Le proteste non si placano al Cairo, soprattutto dopo l’altra notte, quando dalle carceri della capitale sono evasi migliaia di detenuti. La tensione è tanta e la gente è barricata in casa in attesa che la vita torni alla normalità.
“Mi rimangio ogni cosa che vi ho detto” ci dice Annarita ieri notte al telefono, con una voce che si sente appena. “Ho paura, siamo terrorizzati!”.
Il 27 di gennaio avevamo sentito l’imprenditrice italiana che vive da molti anni al Cairo ed è sposata con un egiziano. Preferisce non esporsi e sceglie di utilizzare un nome di fantasia. “Mi dispiace dirlo, ma l’Egitto non è che sia poi così democratico!” ci diceva. Ed ecco che la sua affermazione di qualche giorno fa inizia ad avere un senso e l’intervista che le avevamo fatto acquisisce oggi un nuovo significato: ogni parola viene rimessa in discussione e in Egitto tutto si evolve e nulla di ciò che sarà è ancora chiaro!
Il 27 di gennaio le avevamo posto molte domande alle quali Annarita non ha esitato a rispondere. “L’impressione generale della situazione attuale in Egitto è assolutamente positiva” ci aveva detto. “Era dal 1977 che non si vedevano gli egiziani manifestare in modo così palese. Per la prima volta li vedo estremamente interessati: finalmente leggono i giornali e passano ore sulla rete”. Annarita ci spiegava che questo malessere si sente da anni, ma, a differenza dalla Tunisia “Queste manifestazioni avranno solo risvegliato e unito il popolo. Politicamente non cambierà nulla!”
Gli obiettivi di queste dimostrazioni sono chiari: “Sono autentiche richieste di lavoro e miglioramento delle condizioni di vita. Nulla a che vedere con fatti religiosi!” ci aveva detto. Questa sua affermazione viene anche confermata dal giornalista di The Independent, Robert Fisk, che vede per la prima volta una protesta priva di slogan anti-Occidente e unicamente indirizzata ad eliminare il regime di Hosni Mubarak. Una protesta, quindi, contro la povertà, la corruzione, la tortura e la disoccupazione.
Alla domanda su come vedeva il futuro dell’Egitto, Annarita aveva esitato: “Conoscendoli un po’, credo che tra un paio di settimane tutto si calmerà. E’ un popolo pacifico e dedito alla rassegnazione. E soprattutto non è unito. Questi scontri avranno il solo benificio di averli fatti sentire uniti. E l’Egitto ne aveva bisogno”.
Ieri notte tutto è cambiato. La gente si è chiusa in casa. I capifamiglia hanno organizzando delle ronde insieme ai condomini del palazzo o ai vicini del quartiere. La polizia è sparita e in giro sono rimasti solo militari, manifestanti e sciacalli.

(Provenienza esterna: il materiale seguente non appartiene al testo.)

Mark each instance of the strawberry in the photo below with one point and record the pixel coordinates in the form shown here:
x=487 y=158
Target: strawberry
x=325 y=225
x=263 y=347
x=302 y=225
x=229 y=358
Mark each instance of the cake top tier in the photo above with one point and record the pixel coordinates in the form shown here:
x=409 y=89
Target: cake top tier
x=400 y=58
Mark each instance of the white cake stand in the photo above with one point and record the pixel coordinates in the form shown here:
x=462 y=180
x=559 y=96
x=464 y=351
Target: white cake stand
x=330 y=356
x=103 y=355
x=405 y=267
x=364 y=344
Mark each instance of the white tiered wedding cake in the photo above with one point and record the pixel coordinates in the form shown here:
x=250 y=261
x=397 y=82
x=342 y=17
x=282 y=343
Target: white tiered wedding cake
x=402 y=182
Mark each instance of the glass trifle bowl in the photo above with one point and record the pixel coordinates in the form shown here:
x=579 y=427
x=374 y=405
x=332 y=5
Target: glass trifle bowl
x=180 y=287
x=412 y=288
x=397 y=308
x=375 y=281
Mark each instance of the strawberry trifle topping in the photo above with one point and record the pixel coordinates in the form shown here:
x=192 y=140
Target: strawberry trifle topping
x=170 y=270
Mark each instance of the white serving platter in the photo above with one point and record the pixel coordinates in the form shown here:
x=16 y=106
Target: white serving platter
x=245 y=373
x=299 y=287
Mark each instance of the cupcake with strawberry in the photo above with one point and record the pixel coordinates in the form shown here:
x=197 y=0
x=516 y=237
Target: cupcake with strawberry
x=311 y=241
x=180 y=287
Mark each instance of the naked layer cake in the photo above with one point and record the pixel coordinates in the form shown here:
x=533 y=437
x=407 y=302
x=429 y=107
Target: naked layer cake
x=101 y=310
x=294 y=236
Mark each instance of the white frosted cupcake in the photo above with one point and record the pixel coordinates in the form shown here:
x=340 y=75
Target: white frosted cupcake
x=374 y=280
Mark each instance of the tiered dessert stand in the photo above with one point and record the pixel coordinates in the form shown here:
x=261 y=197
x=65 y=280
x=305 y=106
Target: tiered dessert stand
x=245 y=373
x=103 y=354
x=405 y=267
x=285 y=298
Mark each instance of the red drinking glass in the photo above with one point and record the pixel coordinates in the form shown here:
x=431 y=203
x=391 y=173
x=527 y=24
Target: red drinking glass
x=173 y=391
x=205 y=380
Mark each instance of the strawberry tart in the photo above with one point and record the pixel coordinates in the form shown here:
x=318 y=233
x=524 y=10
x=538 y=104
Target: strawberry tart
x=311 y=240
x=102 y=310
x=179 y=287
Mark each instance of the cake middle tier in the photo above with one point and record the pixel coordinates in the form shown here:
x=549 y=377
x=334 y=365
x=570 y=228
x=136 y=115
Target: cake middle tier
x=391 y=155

“Non possiamo uscire di casa, fare la spese e le cose che fino a poche ore fa facevamo normalmente” ci dice Annarita. “Nulla di quello che vi ho detto giovedì scorso ha un senso in questo momento” continua. Annarita ci conferma che la maggior parte degli italiani e degli stranieri sono già partiti con mezzi privati. La tensione è aumentata quando si è saputo che dalle carceri sono evasi migliaia di detenuti. A tal proposito Al Jazeera ha citato ieri sera l’sms di un utente, che diceva di aver già visto in altri Paesi il regime liberare le bande di criminali per terrorizzare la popolazione ed i manifestanti. Ci chiediamo se ciò avvenga anche in Egitto.
“Sono qui a casa con mia figlia e cerco di fare il possibile per non allarmarla” ci racconta con la voce che le trema. “Giochiamo al gioco del bastone: mio marito e gli altri vicini scendono a turno con delle spranghe per controllare l’entrata del condominio”. Nel palazzo di Annarita ci sono ancora alcuni stranieri e la paura che possa essere preso di mira dai delinquenti è tanta.
“Si sentono continuamente spari. Non ci posso credere. Nessuno se lo aspettava!” Chissà dunque come si evolverà la situazione e come questa seconda intervista potrà trovare o meno nuovamente conferma domani.